Posted by: Debra Kolkka | October 12, 2011

Porcini mushrooms for dinner

We were too full from our delicious lunch in Lucca yesterday to cook our mushrooms, so we made a mushroom risotto tonight.

20111012-085203.jpg

I still have fresh thyme growing on the balcony and the flavor works very well with the mushrooms.
After the risotto we ate the beautiful figs that lovely Caroline from Rosalena B&B in Ponte a Serraglio dropped in for us. They are the last figs of the season from her tree and they were wonderful. Thank you Carolyn.

20111012-085507.jpg

Jane, the amazing chef from Del Sonno has promised to talk to me about her cooking soon. Perhaps she can give us some tips on porcini mushrooms while they are still about.


Responses

  1. Oh boy – mushroom risotto would really hit the spot now! Tummy officially growling…

    • The risotto was great and the figs were delicious too.

  2. Your risotto looks amazing!!!!!!!

  3. I could do with that risotto right now – It looks sooooo appetising in the picture! …. and the succulent figs, yes, figs any time… aaah….a culinary heaven. What about an English Shepherd’s Pie for some comfort food, too? Foods around the globe have a story to tell; and your blog, Deb, attracts those lovely stories. It’s great we learn recipes from locals who love to cook and share their food.

  4. I officially approve of mushrooms and thyme together! It goes perfectly!

    • Thyme does work very well with the mushrooms. I’ll be doing that again.

  5. A few days ago I found notes I had written in 1980 when living with a branch of my family in the Piemontese countryside, I had written about the gathering and cooking of mushrooms and how during the season about the different varieties that were brought to the kitchen. The first to appear were the porcini to then be followed by about ten other varieties. After weeks of eating mushrooms in every way conceivable I ended the notes by saying that I didn’t care to eat another mushroom ever again… Now here in California when I see the sky-high prices of course I’m wondering just what was I thinking back then? Thankfully I have a nephew who took classes on mushroom hunting who is starting to supply me with wild varieties. Sadly for the second year in a row because we here in the Central San Francisco Bay Area haven’t had a true summer my ten fig trees haven’t produced a single fruit, looking at your photo of the figs makes me want to weep, the photo of the mushroom risotto shows what the dish should look like, mmm, buono!!!… Grazie.

    • I hope your trees produce some figs eventually. I love them, black, green, any figs.

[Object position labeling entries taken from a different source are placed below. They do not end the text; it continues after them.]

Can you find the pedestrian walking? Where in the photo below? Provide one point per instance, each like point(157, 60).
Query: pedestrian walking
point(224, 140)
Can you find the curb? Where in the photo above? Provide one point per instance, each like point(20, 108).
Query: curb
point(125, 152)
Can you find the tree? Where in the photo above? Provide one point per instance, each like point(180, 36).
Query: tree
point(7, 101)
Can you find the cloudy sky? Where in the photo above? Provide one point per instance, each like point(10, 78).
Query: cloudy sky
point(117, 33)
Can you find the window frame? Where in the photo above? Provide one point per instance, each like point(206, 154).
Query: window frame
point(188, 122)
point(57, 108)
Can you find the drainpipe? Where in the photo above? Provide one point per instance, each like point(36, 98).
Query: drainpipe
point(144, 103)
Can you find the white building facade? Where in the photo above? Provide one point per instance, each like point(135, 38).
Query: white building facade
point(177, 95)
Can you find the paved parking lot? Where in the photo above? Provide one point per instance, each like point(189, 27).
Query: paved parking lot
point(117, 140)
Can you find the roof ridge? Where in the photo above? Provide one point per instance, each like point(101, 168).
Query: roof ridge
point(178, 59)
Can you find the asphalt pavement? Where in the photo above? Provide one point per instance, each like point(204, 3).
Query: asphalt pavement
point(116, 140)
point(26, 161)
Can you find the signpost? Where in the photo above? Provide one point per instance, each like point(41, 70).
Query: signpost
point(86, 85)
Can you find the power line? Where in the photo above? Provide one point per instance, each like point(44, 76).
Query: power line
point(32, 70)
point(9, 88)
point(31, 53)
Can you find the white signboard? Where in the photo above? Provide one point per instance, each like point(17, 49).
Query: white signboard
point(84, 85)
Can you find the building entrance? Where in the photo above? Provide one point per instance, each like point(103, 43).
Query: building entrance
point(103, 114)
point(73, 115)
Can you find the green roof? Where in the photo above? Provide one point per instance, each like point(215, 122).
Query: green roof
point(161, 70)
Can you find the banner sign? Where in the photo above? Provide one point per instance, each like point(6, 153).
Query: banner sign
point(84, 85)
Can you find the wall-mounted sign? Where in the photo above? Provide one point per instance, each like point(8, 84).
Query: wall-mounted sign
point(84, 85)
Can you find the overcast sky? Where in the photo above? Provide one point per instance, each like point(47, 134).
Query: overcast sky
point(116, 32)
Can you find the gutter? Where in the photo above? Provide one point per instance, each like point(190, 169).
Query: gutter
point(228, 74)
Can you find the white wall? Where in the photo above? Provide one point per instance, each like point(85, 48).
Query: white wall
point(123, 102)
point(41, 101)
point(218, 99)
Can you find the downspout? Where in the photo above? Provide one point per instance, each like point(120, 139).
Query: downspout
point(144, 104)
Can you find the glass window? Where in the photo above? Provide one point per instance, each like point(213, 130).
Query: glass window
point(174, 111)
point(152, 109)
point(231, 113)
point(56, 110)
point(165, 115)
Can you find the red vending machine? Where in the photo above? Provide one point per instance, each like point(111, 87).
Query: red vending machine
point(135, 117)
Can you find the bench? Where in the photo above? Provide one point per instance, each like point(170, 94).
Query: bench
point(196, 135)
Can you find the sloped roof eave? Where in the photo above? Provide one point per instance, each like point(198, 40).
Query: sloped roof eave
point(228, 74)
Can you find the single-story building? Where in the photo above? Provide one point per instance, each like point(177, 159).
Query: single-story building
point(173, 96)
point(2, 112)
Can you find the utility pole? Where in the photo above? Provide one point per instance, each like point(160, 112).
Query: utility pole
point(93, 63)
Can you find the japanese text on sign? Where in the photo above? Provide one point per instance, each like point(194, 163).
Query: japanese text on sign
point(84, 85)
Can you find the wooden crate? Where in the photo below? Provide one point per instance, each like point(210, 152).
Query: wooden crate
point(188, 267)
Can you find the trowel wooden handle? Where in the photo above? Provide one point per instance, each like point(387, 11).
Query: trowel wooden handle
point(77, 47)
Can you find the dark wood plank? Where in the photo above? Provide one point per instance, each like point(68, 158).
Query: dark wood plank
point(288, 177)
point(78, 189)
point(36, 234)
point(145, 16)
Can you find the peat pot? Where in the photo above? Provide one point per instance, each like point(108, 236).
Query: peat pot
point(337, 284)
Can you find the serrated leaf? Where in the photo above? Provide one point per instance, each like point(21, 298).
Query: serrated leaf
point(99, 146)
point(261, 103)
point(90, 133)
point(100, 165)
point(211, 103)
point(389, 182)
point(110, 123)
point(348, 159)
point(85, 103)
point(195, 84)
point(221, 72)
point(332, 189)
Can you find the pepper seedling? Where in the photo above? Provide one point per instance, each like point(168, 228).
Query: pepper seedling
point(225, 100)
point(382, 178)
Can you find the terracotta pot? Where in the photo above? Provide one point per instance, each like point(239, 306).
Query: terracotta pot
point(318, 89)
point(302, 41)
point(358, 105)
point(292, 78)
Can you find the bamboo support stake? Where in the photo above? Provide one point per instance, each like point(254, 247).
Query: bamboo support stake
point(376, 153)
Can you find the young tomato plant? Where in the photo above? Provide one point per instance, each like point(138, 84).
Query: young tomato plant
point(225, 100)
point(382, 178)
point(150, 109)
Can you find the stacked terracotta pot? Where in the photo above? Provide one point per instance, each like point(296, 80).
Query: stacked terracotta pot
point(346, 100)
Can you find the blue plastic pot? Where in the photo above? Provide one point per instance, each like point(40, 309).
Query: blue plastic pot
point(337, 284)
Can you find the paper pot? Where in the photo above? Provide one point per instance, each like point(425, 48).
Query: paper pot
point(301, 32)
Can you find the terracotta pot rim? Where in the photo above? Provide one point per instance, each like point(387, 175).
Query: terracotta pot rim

  6. Sounds like an amazing meal!
    Kathy

  7. Do you dry the mushrooms for use later in the season?

  8. The risotto looks yummy. How lovely to get figs freshly picked from a friend’s tree,

  9. Can’t wait to get to the village & hopefully there will still be some porcini about for me to gobble up –

  10. Those figs look so inviting!

  11. Porcini and figs- my two favourites. They look delicious

  12. mmm… looks delicious. I love funghi porcini! I think these mushrooms are not as preciated in Finland as they are in Italy, but our forrests are full of them and everyone can pick as many as they want.

    • I have some delicious dried mushrooms my lovely cousin in Finland gave me. I am looking forward to cooking those.

  13. In my opinion, the larger fresh funghi porcini grilled over a slow barbecue with a drizzle of olive oil mixed with garlic and herbs are fantastic.
    Another favourite: sliced funghi, chopped parsley, chopped garlic and white wine. Heat some olive oil in a heavy pan, cook the garlic without burning it, add the funghi, reduce the heat and add a good glass of white wine. Allow 3 further minutes of cooking and ready!
    Debra, do you grow just thyme or “nipitella”? This is the local thyme variety which has a slight “minty” flavour. It grows wild in the area and this is what has been traditionally used in Tuscany to flavour funghi.
    The reason why it is so easy to find funghi porcini in our area is the amount of chestnut trees that we have. As long as they will be there, we will have funghi porcini, the poor man’s steak….
    By the way, I do not like the combination funghi-tomato sauce…. I prefer to use white sauce.

    • I don’t have nipitella growing, but I have seen it. I like your cooking suggestions and will give them a try. I don’t like the mushrooms with tomato either.

  14. I’m so glad to know the figs found their way to you and weren’t too squished! Rod dropped them off on his way by and I wasn’t sure how well I’d explained where you live. Stunning photos!

  15. These wonderful porcinis and the fresh figs sound like the most divine dinner 🙂

  16. What a feast! Those fresh figs look amaaaazing…still a couple of months off fig season here, I think…

  17. Perfect sounding meal Debra. I wish I was having that for dinner tonight… I want someone to cook for me.

    • Drop by and I will cook you a feast.

  18. It looks great!!! Yummy!

  19. Wow I am so jealous….Gorgeous figs

    • I just love the taste of fresh figs.